Configuration Reference

The engine is configured via a Config struct (from arxo-types). You can load it from a YAML file or build it programmatically. When using the FFI, pass a JSON-serialized config string.

Top-Level Structure

source:        # Optional: Git repository to clone and analyze
data:          # Analysis data collection (language, graphs, git, telemetry)
architecture:  # Optional: Layer definitions for layering metrics
metrics:       # Optional: List of metric configs (id, enabled, config)
metric_preset: # Optional: Preset name, e.g. "ci", "quick" (replaces metrics list)
policy:        # Optional: Invariants to evaluate (metric, op, value)
report:        # Optional: Output format and file
run_options:  # Optional: Cache control, incremental, quiet

Source (Git)

When analyzing a remote repository:

source:
  git_url: "https://github.com/user/repo"
  git_ref: "main"           # branch, tag, or commit (default: HEAD)
  shallow: true             # shallow clone (default: true)
  cache_ttl_hours: 24       # cache TTL in hours (default: 24)

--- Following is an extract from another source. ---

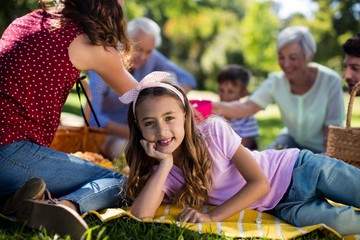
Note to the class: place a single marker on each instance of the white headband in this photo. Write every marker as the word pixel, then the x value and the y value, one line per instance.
pixel 151 80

For local analysis, omit source and pass the project path at runtime.

Data

Controls what data is collected and how.

Language

data:
  language: auto   # typescript | rust | python | java | kotlin | go | cpp | csharp | php | auto

auto (default): Detect from file extensions in the project.
Other values restrict analysis to that language’s files.

Import Graph

data:
  import_graph:
    group_by: "folder"    # default: "folder"
    group_depth: 2       # default: 2 (depth for folder grouping)
    exclude:             # glob patterns to exclude
      - "node_modules"
      - "dist"
      - "**/*.test.ts"

group_by: How to group file-level nodes (e.g. "folder").
group_depth: Depth used for folder grouping.
exclude: Patterns to skip when building the import graph.

Call Graph

data:
  call_graph:
    min_confidence: 0.0   # 0.0–1.0; edges below this are dropped (default: 0.0)

Git History

data:
  git_history:
    max_commits: 10000      # max commits to analyze (optional)
    since: "6 months ago"   # start of time range (optional)
    until: "2024-01-01"     # end of time range (optional)
    enable_cochange: true    # build co-change graph (default: true)
    enable_authorship: true # build file_authors / coauthor_graph (default: true)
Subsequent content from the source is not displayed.